Have you ever paid any attention to the red giant Antares? At a glance, it’s nothing special: it’s the fifteenth-brightest star in the night sky, appears a little red when viewed with the naked eye, and sits in the constellation of Scorpius. It’s sometimes referred to as the “heart of the Scorpion”.
So far, so ordinary – except that, as revealed in a new Nature study, we’ve now got the best view of this star than any other in the universe with the sole exception of our own local pyre.
Rather wonderfully, apart from being a magnificent image, scientists have also discovered some rather strange currents swirling around on its surface, and at present, they have no idea what they are.
The red supergiant, which is roughly 12.4 times the mass of our Sun and about 883 times as wide, is about 550 light-years from Earth. A rather powerful optical telescope was required to see it, which was why it was imaged using the European Southern Observatory’s Very Large Telescope (VLT), in Chile.
Without a doubt, this is the world’s most cutting-edge visible-light astronomical observatory. Rather than just one device, the VLT is composed of four different telescopes. When the light detected by each is combined, it forms a far higher resolution picture than any individual telescope could ever hope for.

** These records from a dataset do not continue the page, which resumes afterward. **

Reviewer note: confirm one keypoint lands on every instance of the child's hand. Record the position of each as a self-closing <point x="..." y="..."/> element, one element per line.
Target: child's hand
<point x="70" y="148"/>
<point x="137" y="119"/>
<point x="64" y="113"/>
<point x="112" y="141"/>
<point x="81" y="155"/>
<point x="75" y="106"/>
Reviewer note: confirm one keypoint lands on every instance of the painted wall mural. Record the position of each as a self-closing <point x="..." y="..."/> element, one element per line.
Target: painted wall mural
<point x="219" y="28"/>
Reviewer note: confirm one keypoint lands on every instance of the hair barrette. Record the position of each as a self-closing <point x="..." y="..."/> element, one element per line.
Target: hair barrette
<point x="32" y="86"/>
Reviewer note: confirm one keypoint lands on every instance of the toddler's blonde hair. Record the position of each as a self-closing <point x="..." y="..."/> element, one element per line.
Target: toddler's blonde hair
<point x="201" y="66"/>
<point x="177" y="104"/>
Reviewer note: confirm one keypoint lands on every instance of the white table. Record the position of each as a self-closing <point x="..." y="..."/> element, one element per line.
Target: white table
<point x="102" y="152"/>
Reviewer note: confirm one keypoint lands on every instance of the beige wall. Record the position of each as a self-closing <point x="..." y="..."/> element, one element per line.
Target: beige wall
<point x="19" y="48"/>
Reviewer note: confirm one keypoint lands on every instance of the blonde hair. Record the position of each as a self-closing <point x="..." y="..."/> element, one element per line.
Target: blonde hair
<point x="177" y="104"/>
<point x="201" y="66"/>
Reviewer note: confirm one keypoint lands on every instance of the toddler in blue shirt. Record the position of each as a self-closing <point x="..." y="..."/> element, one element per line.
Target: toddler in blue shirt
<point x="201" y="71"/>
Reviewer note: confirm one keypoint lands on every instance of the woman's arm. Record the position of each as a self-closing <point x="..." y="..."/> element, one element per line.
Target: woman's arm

Pointing it at the Scorpion’s heart, a series of images were captured. It’s refreshing to see real images of a distant star rather than a pixelated mess or yet another artist’s impression alone, but why was Antares picked in the first place?
As the researchers from the Catholic University of the North in Chile and the Max Plank Institute for Radio Astronomy explain in their paper, this red supergiant is losing mass rapidly as it nears the end of its life, which will terminate in a spectacular supernova.
Although the triggers behind star death are relatively well known, the process of shedding solar mass isn’t, and this endeavor was partly designed to answer that query.
Instead, it’s actually brought up more questions. The star’s upper atmosphere is convecting, which is perfectly normal for a star – hotter masses rise, cool, then sink again or drift off into space. However, it appears that the surface of the star is actually too turbulent.
Colossal clumps of star stuff are moving at speeds of up to 20 kilometers (12.4 miles) per second, and the researchers simply don’t have a clue as to how.
“Convection alone cannot explain the observed turbulent motions and atmospheric extension, suggesting that an unidentified process is operating in the extended atmosphere,” the authors conclude in their study.
As ever, there are more things in heaven and Earth than are dreamt of in our philosophy.